Entre sueños, me pareció escuchar unos toquecitos en la ventana. “Toc, toc, toc”, se escuchaba. Lo lógico era pensar que, talvez, era algún insecto chocando contra la ventana, por lo que hice poco caso. Pero los golpes no cesaban y noté en ellos una cierta tonada rítmica que todo el mundo reconoce como un llamado para que se le abra la puerta a algún visitante (en este caso la ventana). Parecíame que era imposible que alguien alcanzara a tocar la ventana de nuestra habitación, la mía y la de mi esposa, cuando aquella se encuentra en el tercer piso. Si bien yo me encontraba medio despierto por la insistencia de los golpes, mi esposa me despertó completamente con el horrible alarido que dio. Su mirada espantada se dirigía trémula hacia la ventana. ¡Ahí, iluminada con la blanca luz de la luna llena, flotando en su escoba se hallaba una bruja!

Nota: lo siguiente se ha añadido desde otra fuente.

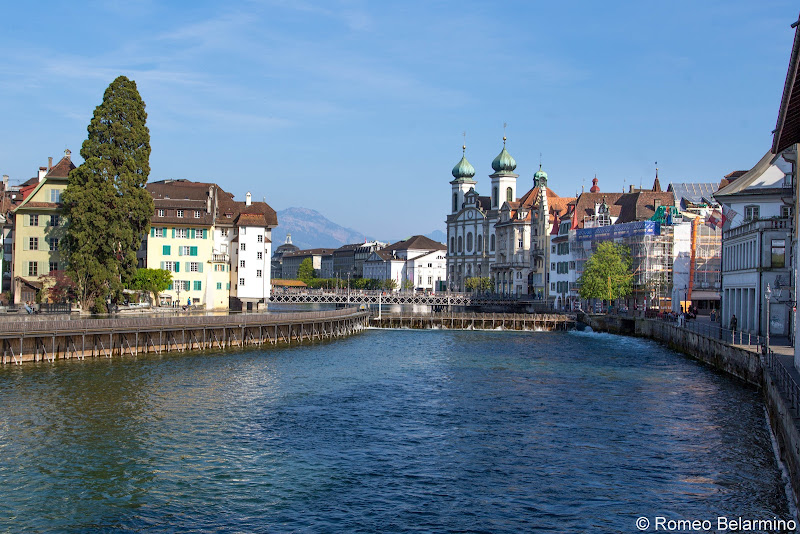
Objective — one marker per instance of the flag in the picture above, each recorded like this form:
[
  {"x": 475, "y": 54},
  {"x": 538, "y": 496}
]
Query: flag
[
  {"x": 715, "y": 220},
  {"x": 728, "y": 215}
]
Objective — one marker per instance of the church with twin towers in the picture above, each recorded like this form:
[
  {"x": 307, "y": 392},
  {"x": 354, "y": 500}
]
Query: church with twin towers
[{"x": 501, "y": 236}]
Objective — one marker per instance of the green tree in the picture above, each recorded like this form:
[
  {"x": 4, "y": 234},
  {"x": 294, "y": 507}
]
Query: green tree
[
  {"x": 107, "y": 208},
  {"x": 153, "y": 281},
  {"x": 607, "y": 274},
  {"x": 306, "y": 271}
]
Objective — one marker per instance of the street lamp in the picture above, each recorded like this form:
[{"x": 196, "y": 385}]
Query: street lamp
[{"x": 768, "y": 296}]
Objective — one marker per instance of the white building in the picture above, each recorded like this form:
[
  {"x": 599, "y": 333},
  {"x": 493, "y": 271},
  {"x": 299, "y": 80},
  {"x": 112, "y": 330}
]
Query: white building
[
  {"x": 417, "y": 262},
  {"x": 251, "y": 257},
  {"x": 756, "y": 245}
]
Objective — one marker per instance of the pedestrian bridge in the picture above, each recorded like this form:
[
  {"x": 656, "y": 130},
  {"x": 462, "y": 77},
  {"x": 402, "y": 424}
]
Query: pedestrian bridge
[{"x": 445, "y": 298}]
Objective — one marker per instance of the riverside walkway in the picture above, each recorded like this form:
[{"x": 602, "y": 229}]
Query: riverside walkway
[
  {"x": 475, "y": 321},
  {"x": 37, "y": 339},
  {"x": 440, "y": 299}
]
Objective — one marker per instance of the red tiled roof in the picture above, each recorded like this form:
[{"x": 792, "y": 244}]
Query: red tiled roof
[{"x": 61, "y": 169}]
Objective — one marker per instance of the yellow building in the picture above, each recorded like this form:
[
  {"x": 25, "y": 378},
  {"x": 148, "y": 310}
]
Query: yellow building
[
  {"x": 197, "y": 231},
  {"x": 38, "y": 229}
]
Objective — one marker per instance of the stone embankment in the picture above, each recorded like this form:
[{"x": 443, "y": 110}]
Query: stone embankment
[
  {"x": 764, "y": 371},
  {"x": 36, "y": 339}
]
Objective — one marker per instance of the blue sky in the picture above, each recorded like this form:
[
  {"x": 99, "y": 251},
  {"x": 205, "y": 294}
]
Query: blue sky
[{"x": 356, "y": 109}]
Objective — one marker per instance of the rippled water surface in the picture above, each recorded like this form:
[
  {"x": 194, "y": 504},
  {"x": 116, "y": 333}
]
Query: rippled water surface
[{"x": 388, "y": 431}]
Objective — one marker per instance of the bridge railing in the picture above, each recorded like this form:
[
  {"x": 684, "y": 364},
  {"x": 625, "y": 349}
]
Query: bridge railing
[{"x": 192, "y": 321}]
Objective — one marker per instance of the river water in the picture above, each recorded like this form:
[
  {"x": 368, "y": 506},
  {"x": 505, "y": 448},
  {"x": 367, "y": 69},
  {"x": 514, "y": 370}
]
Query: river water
[{"x": 386, "y": 431}]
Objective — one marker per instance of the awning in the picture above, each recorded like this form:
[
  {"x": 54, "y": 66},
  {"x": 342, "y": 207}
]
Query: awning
[
  {"x": 33, "y": 284},
  {"x": 705, "y": 295}
]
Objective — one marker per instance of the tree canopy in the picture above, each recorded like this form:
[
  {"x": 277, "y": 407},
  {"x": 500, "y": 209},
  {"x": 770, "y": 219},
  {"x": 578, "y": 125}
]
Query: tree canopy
[
  {"x": 154, "y": 281},
  {"x": 306, "y": 271},
  {"x": 607, "y": 274},
  {"x": 107, "y": 208}
]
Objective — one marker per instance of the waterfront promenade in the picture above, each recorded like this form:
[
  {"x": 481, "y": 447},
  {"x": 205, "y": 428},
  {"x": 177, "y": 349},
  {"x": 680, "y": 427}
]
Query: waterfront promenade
[{"x": 51, "y": 338}]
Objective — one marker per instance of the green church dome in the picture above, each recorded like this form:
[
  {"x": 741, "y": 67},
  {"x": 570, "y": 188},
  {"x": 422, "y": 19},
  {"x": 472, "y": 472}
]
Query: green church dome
[{"x": 463, "y": 169}]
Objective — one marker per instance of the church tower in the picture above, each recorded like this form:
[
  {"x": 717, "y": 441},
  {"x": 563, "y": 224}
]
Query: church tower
[
  {"x": 504, "y": 181},
  {"x": 463, "y": 181}
]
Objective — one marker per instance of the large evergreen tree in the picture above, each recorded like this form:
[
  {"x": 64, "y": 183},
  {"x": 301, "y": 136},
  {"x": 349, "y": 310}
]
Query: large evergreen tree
[{"x": 106, "y": 205}]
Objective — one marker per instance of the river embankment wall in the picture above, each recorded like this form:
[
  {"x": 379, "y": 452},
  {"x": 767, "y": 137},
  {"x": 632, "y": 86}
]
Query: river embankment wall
[
  {"x": 37, "y": 339},
  {"x": 746, "y": 365}
]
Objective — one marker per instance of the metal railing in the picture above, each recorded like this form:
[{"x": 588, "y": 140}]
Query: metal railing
[
  {"x": 784, "y": 380},
  {"x": 28, "y": 326},
  {"x": 716, "y": 331}
]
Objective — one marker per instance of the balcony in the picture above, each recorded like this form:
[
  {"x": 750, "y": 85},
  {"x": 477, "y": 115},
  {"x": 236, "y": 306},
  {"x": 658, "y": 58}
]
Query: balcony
[{"x": 784, "y": 223}]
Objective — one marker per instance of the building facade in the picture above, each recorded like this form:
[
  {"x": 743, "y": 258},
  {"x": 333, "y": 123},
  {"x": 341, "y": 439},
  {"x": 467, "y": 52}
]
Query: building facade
[{"x": 38, "y": 230}]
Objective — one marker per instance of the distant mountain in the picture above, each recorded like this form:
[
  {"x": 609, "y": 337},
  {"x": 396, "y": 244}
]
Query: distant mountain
[{"x": 311, "y": 229}]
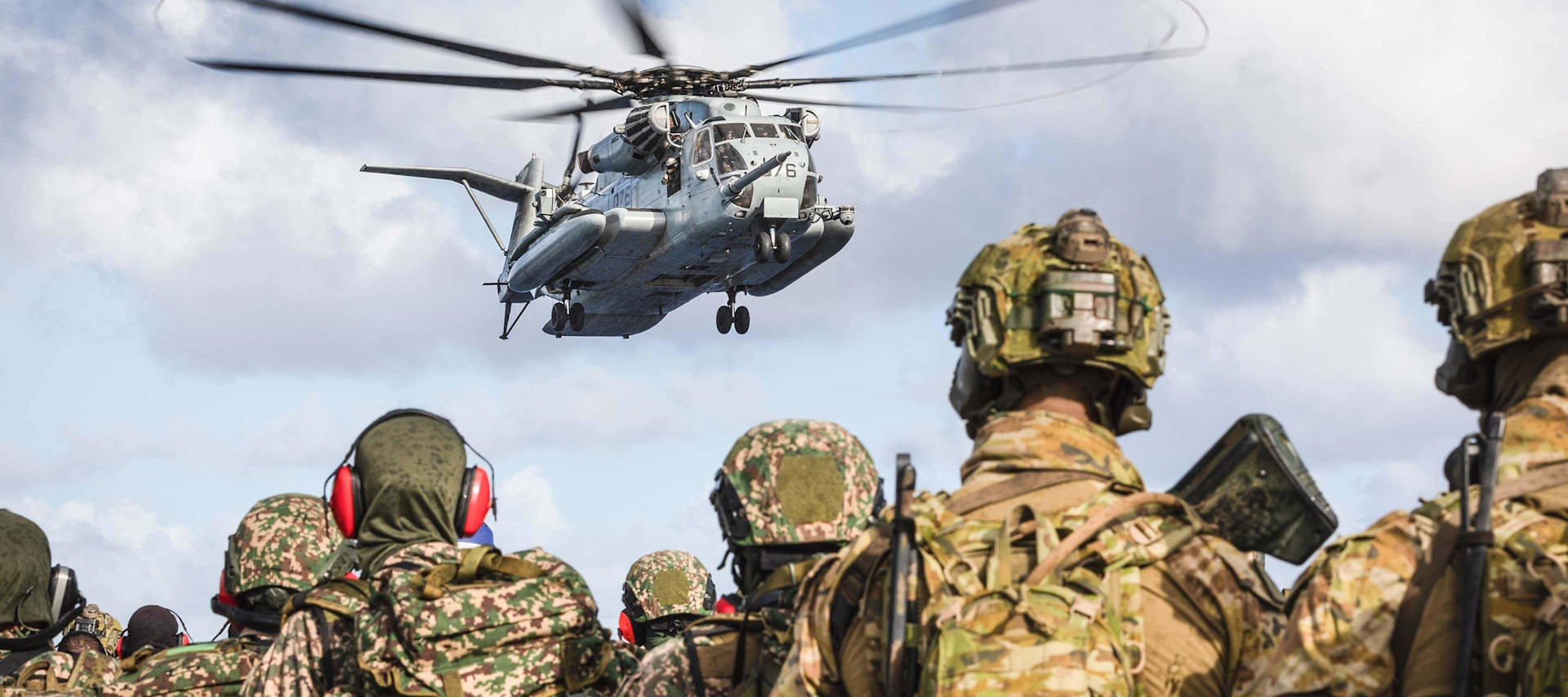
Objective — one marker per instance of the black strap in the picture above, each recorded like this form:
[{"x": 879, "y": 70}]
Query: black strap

Era una mujer (si es que es posible llamarle así) de aspecto viejo y pútrido. Tenía el rostro surcado por cientos de arrugas, ojos pequeños y grises, la nariz desmedidamente aguileña, la boca delgada y alargada, pómulos pronunciados y el cabello cano. Como si no fuera suficiente lo aberrante de su cara, iba montada en su escoba totalmente desnuda, con su pubis canoso, sus pechos flácidos y colgantes y la piel pegada a sus marcados huesos. Eran largos y flacos sus dedos, y unas afiladas uñas eran las que golpeaban la ventana.
Un terror indescriptible nos recorría a mi esposa y a mí. Temblábamos desconcertados sin saber qué hacer frente a tan espantosa imagen. Entonces la bruja se acercó hasta colocar su frente contra el vidrio de la ventana. A cada respiración dejaba su fétido vapor dibujado en el vidrio. Sus ojos se movían complacidos por nuestro miedo de mi esposa a mí, de mí a mi esposa, y en su rostro inmundo comenzó a esbozarse una sonrisa. Su sonrisa se convirtió en una siniestra carcajada, mostrándonos entonces sus tres dientes negruzcos y sus moradas encías. Entonces acercó su mano a su cara, moviendo sus parcos dedos diciendo adiós con ellos y dijo con chirriante voz: “¡Aún existimos!”
Mi esposa y yo, abrazados, con el corazón saliéndosenos del pecho y el color de la piel fugado, vimos a la bruja alejarse zigzagueando por el cielo montada en su escoba mientras en nuestra cabeza permanecía el eco terrible de su funesto mensaje: “¡Aún existimos!”.